Ainda que em linha com a prática internacional, caberia discutir em que medida seria viável juridicamente conferir tal proteção aos acionistas por via contratual (estatutária).

A liberdade contratual encontra limites apenas na medida em que viole a ordem jurídica. Num nível amplo (salvo por eventual aspecto específico da cláusula no caso concreto), a convenção me parece plenamente viável, já que se baseia no mesmo princípio de tratamento eqüitativo que informa o art. 254-A da lei societária (sharing rule). Com efeito, a cláusula busca proteger interesses legítimos de todos os sócios e da sociedade, diminuindo seu custo de captação ao atrair mais investidores. Não se pode falar de supremacia de interesses de certa categoria de acionistas em detrimento dos demais ou da sociedade.

E quanto aos acionistas não-controladores de companhias com controle minoritário? Não teriam eles direito à OPA?

Por outro lado, num nível mais específico, alguns poderiam questionar até que ponto a cláusula violaria o artigo 36 da lei societária, cuja interpretação a contrario sensu impediria os estatutos de companhias abertas de conter qualquer limitação à circulação das ações.

A resposta, ao meu ver, é negativa, por duas razões principais. Uma, pois a vedação legal tem a função de tutelar a fluidez e liquidez dos mercados bursáteis, e não direitos específicos de acionistas. O que se busca no artigo 36 é permitir que as vendas no pregão não estejam sujeitas ao cumprimento de condições prévias que venham a comprometer a estabilidade e o livre andamento das operações no mercado, assim como em outras jurisdições e na Comissão Européia3.

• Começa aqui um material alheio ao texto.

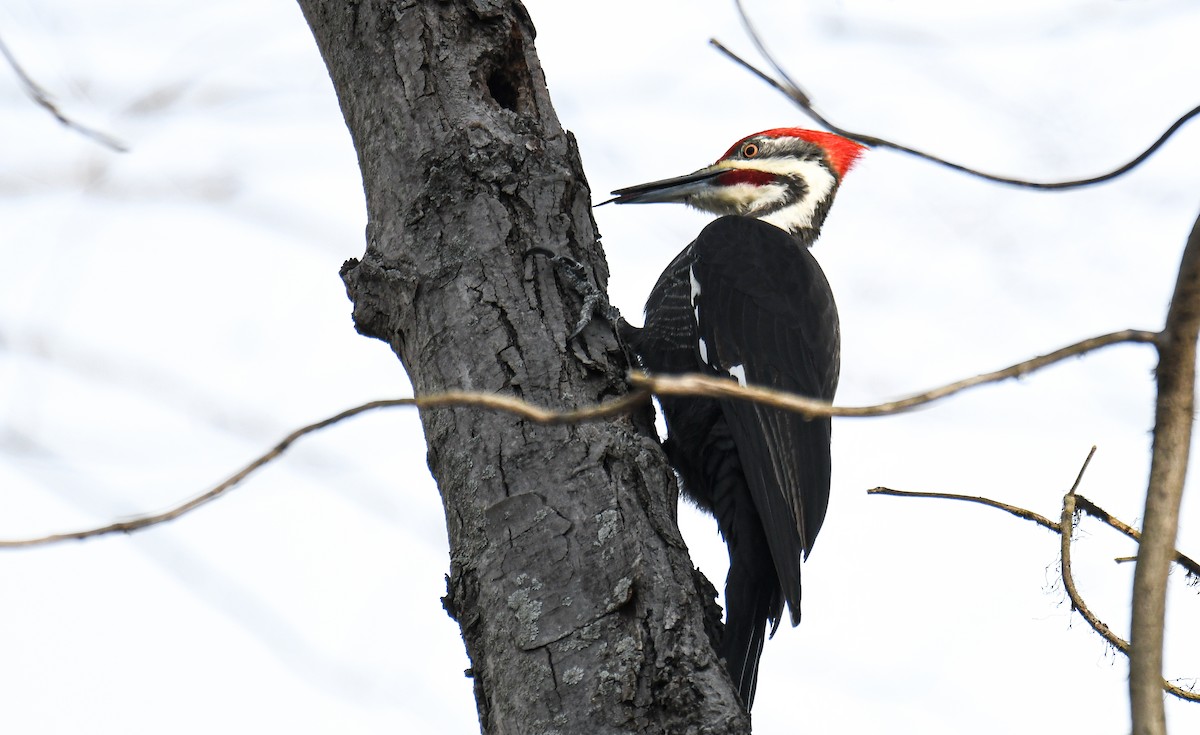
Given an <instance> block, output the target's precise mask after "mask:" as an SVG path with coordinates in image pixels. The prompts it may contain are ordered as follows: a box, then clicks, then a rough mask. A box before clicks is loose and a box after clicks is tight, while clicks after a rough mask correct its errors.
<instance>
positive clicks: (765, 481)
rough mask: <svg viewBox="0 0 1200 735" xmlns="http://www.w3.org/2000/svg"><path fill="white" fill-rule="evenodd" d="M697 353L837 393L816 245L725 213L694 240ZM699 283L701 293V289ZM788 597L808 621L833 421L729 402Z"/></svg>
mask: <svg viewBox="0 0 1200 735" xmlns="http://www.w3.org/2000/svg"><path fill="white" fill-rule="evenodd" d="M692 250H694V259H692V264H691V269H692V274H691V275H692V276H694V279H695V281H694V283H695V285H694V288H692V294H694V306H695V311H694V315H695V318H696V321H697V324H698V330H697V334H698V337H700V342H698V343H697V351H698V352H700V357H701V359H702V360H703V361H704V363H707V364H708V365H709V366H710V368H712V369H713V371H714V372H716V374H721V375H727V376H732V377H734V378H738V380H739V381H742V382H744V383H749V384H757V386H769V387H773V388H779V389H782V390H790V392H794V393H798V394H803V395H809V396H814V398H820V399H824V400H832V399H833V394H834V390H835V389H836V383H838V370H839V327H838V311H836V306H835V305H834V300H833V293H832V292H830V289H829V283H828V281H827V280H826V277H824V274H823V273H822V271H821V268H820V267H818V265H817V262H816V261H815V259H814V258H812V255H811V253H810V252H809V251H808V249H805V247H802V246H799V245H798V244H797V243H796V240H793V239H792V238H791V237H790V235H787V234H786V233H785V232H784V231H781V229H779V228H776V227H774V226H772V225H768V223H766V222H761V221H758V220H754V219H750V217H737V216H734V217H721V219H720V220H716V221H715V222H713V223H712V225H709V226H708V227H706V228H704V231H703V232H702V233H701V234H700V237H698V238H697V239H696V241H695V243H694V244H692ZM697 286H698V293H696V291H697V288H696V287H697ZM722 411H724V412H725V416H726V419H727V420H728V422H730V424H731V428H732V434H733V440H734V443H736V446H737V449H738V454H739V455H740V458H742V466H743V468H744V471H745V473H746V479H748V482H749V484H750V490H751V494H752V497H754V501H755V507H756V508H757V509H758V514H760V515H761V516H762V522H763V528H764V531H766V533H767V540H768V544H769V545H770V551H772V557H773V558H774V561H775V568H776V572H778V573H779V579H780V584H781V586H782V587H784V596H785V598H786V599H787V602H788V608H791V611H792V622H793V625H794V623H797V622H799V597H800V568H799V564H800V555H802V552H803V554H808V552H809V551H810V550H811V548H812V542H814V540H815V538H816V534H817V532H818V531H820V528H821V524H822V521H823V520H824V514H826V508H827V507H828V503H829V419H811V420H809V419H805V418H803V417H802V416H799V414H797V413H791V412H786V411H780V410H778V408H769V407H766V406H761V405H757V404H750V402H745V401H722Z"/></svg>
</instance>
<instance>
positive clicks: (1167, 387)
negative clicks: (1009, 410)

A outra, porque estamos diante de situações novas, não previstas em sua plenitude pelo legislador de 1976, na redação desse dispositivo. Conforme Miguel Reale, o Direito é “fato, valor e norma”, e ao intérprete da norma cabe buscar a ratio juris a partir da adequada compreensão dos fatos e dos valores envolvidos no momento presente, e não a partir da sua letra fria no momento em que foi concebida. Diante de tais fatos, me parece claro que os valores inerentes ao tratamento igualitário e à tutela do interesse social prevalecem sobre os da livre circulação das ações.

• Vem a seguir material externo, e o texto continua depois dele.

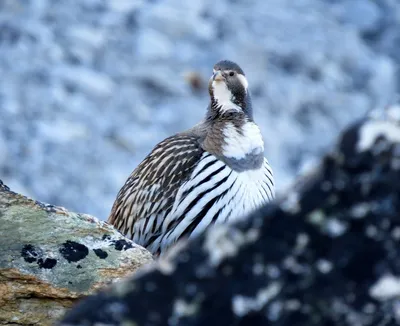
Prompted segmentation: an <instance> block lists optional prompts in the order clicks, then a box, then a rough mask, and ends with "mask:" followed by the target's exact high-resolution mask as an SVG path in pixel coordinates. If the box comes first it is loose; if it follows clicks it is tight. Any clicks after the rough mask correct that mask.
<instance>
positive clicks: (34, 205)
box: [0, 181, 152, 325]
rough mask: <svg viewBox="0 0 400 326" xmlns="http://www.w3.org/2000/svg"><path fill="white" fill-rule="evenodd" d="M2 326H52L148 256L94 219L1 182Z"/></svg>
mask: <svg viewBox="0 0 400 326" xmlns="http://www.w3.org/2000/svg"><path fill="white" fill-rule="evenodd" d="M0 225H1V227H0V325H51V324H53V322H54V321H55V320H56V319H58V318H59V317H61V316H62V315H63V313H64V312H65V310H66V309H67V308H69V307H71V306H72V305H73V303H74V302H75V301H76V300H77V299H79V298H82V297H83V296H85V295H88V294H89V293H92V292H93V290H95V289H97V288H99V287H101V286H103V287H104V286H105V285H106V284H108V283H109V282H111V281H112V280H114V279H118V278H120V277H122V276H126V275H128V274H130V273H132V272H134V271H135V270H136V269H137V268H138V267H139V266H141V265H143V264H145V263H148V262H150V261H151V260H152V258H151V254H150V253H149V252H148V251H147V250H145V249H144V248H142V247H140V246H138V245H136V244H133V243H132V242H131V241H129V240H127V239H125V238H124V237H122V236H121V235H120V234H119V233H117V232H116V231H115V230H114V229H113V228H112V227H111V226H109V225H106V224H105V223H104V222H100V221H98V220H97V219H96V218H94V217H92V216H89V215H84V214H76V213H72V212H68V211H66V210H65V209H63V208H60V207H55V206H51V205H46V204H42V203H39V202H36V201H33V200H31V199H28V198H26V197H24V196H21V195H19V194H16V193H14V192H12V191H10V190H9V189H8V187H6V186H5V185H4V184H3V183H2V182H1V181H0Z"/></svg>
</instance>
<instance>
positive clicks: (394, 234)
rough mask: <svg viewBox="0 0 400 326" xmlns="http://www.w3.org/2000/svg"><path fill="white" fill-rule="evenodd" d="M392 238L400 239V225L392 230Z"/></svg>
mask: <svg viewBox="0 0 400 326" xmlns="http://www.w3.org/2000/svg"><path fill="white" fill-rule="evenodd" d="M391 235H392V238H393V239H394V240H400V227H398V226H396V227H395V228H394V229H393V230H392V233H391Z"/></svg>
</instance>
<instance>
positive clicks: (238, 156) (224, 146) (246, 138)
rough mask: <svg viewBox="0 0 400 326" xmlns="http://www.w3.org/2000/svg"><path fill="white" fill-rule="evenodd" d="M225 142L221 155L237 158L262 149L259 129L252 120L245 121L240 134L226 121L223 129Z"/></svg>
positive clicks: (261, 149) (259, 131) (255, 151)
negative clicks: (224, 126) (222, 153)
mask: <svg viewBox="0 0 400 326" xmlns="http://www.w3.org/2000/svg"><path fill="white" fill-rule="evenodd" d="M223 132H224V136H225V144H224V146H223V148H222V150H223V152H222V153H223V155H224V156H226V157H230V158H234V159H237V160H240V159H243V158H245V157H246V155H247V154H251V153H253V154H259V153H262V152H263V151H264V141H263V139H262V135H261V132H260V129H259V128H258V126H257V125H256V124H255V123H254V122H246V123H245V124H244V125H243V127H242V135H241V134H240V133H239V132H238V130H237V129H236V127H235V126H234V125H233V124H232V123H227V124H226V127H225V129H224V131H223Z"/></svg>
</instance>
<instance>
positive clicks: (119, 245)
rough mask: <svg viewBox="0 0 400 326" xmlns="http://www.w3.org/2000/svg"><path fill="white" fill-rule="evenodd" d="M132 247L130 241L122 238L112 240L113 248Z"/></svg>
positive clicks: (120, 248) (117, 249)
mask: <svg viewBox="0 0 400 326" xmlns="http://www.w3.org/2000/svg"><path fill="white" fill-rule="evenodd" d="M132 247H133V246H132V243H130V242H128V241H126V240H124V239H121V240H117V241H115V242H114V248H115V250H118V251H121V250H127V249H130V248H132Z"/></svg>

(1) Ver Lucian Bebchuk, “The Pressure to Tender: An Analysis and a Proposed Remedy” e “Toward Undistorted Choice and Equal Treatment in Corporate Takeovers”, www.ssrn.com.
(2) Ver Matteo Gatti, OPA e Struttura del Mercato del Controllo Societario, Giuffre Editore, 2004, p. 366.
(3) Nos casos dos takeovers, condições prévias não autorizadas típicas poderiam incluir, por exemplo, a exigência de consentimento anterior, ou de prazo para exercício do direito de preferência, pelos acionistas ou pela companhia — as clauses d’agrément e de préemption do direito francês —, as quais afetariam a eficácia do negócio jurídico pelo qual o limite estatutário tivesse sido superado. Contudo, as cláusulas do Novo Mercado são tipicamente redigidas de forma a impor uma obrigação posterior a tal negócio, e a sanção pelo descumprimento não afeta a sua eficácia, mas apenas permite aos demais acionistas futuramente suspender os direitos de voto do inadimplente. Como princípio de hermenêutica, não cabem interpretações ampliadas de restrições legais à autonomia privada, como as decorrentes do artigo 36, em particular quando se trata de direitos não-essenciais do acionista (ou seja, que não constam do art. 109 da lei societária).